The University of Pittsburgh wanted Wilfrid Sellars, and according to Belnap, "Jerry Sneewind and I hung on his coattails." Adolf Grunbaum and Nicholas Rescher were at Pittsburgh. Vice chancellor Charlie Peake brought Alan Anderson to Pittsburgh in 1965, where he worked until his death in 1973. Anderson and Belnap were co-authors of Entailment: The Logic of Relevance and Necessity. "The way we worked when we worked together was cheek by jaw. We just sat down and wrote sentences together."

Belnap became full professor in 1966. Kurt Baier was department chairman. Belnap began to teach philosophy of social sciences, with students including Bas van Fraassen and Jon Michael Dunn. In 1967 he became professor of sociology and in 1971 professor philosophy of science. Eventually he occupied the endowed chair named for Alan Ross Anderson. He recalled Rich Tomason, student of intelligent systems, passing through Pitt.

Wary of consequences of contradictory stored data, Belnap proposed a four-valued logic to avoid run-away inferences such as (A & ~A) → B for an arbitrary statement B. Known as the principle of explosion in classical logic, the four-valued logic provides a basis for paraconsistent logic to avoid this pathology of two-valued logic.

In 1976 Belnap and T. B. Steel Jr. published The Logic of Questions and Answers as a timely contribution to erotetics. Beyond propositional logic, they noted that the evolving databases make possible "dossier files on individuals" (page 146) leading to the "problem of privacy in record keeping." The book included a 45-page annotated bibliography of erotetics, sectioned by philosophy, linguistics, automatic question-answering, and pedagogy, compiled by Hubert Schleichert and Urs Egli.

On sabbatical, Belnap was visiting professor at the University of California, Irvine and at Indiana University Bloomington, in the falls of 1977, 1978, 1979 with Jon Michael Dunn. In 1982 at Stanford's Center for Advanced Studies in the Behavioral Sciences, and in 1996 at Leipzig, Centrum für Höhere Studien with Heirich Wansing. He was a founding member of the Society for Exact Philosophy, which collaborated with Canadians such as Mario Bunge. Belnap has served as referee for many academic papers.

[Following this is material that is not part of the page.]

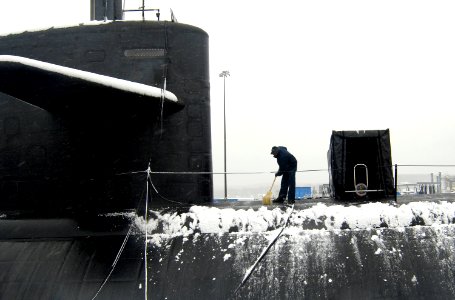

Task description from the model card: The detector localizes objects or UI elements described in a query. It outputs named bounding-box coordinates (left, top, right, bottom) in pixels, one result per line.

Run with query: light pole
left=220, top=71, right=231, bottom=199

In 1992, Belnap published Branching space-time, which offers a logical framework attempting to bridge relativity and quantum indeterminism, and offers an interpretation to EPR-type experiments.

He was elected a Fellow of the American Academy of Arts and Sciences in 2008.

==Personal life and death==
Belnap had three sons and a daughter with his first wife, Joan Gohde Belnap. He died in Whitefield, New Hampshire on June 12, 2024, at the age of 94.

==Selected works==
- 1975: (with Dorothy L. Grover & Joseph L. Camp) "The Prosentential Theory of Truth", Philosophical Studies 27(1): 73–125
- 1993: (with Anil Gupta) The Revision Theory of Truth, MIT Press
- 2001: (with Ming Xu and Michel Perloff) Facing the Future: agents and choices in our indeterministic world, Oxford University Press (ISBN 0195138783).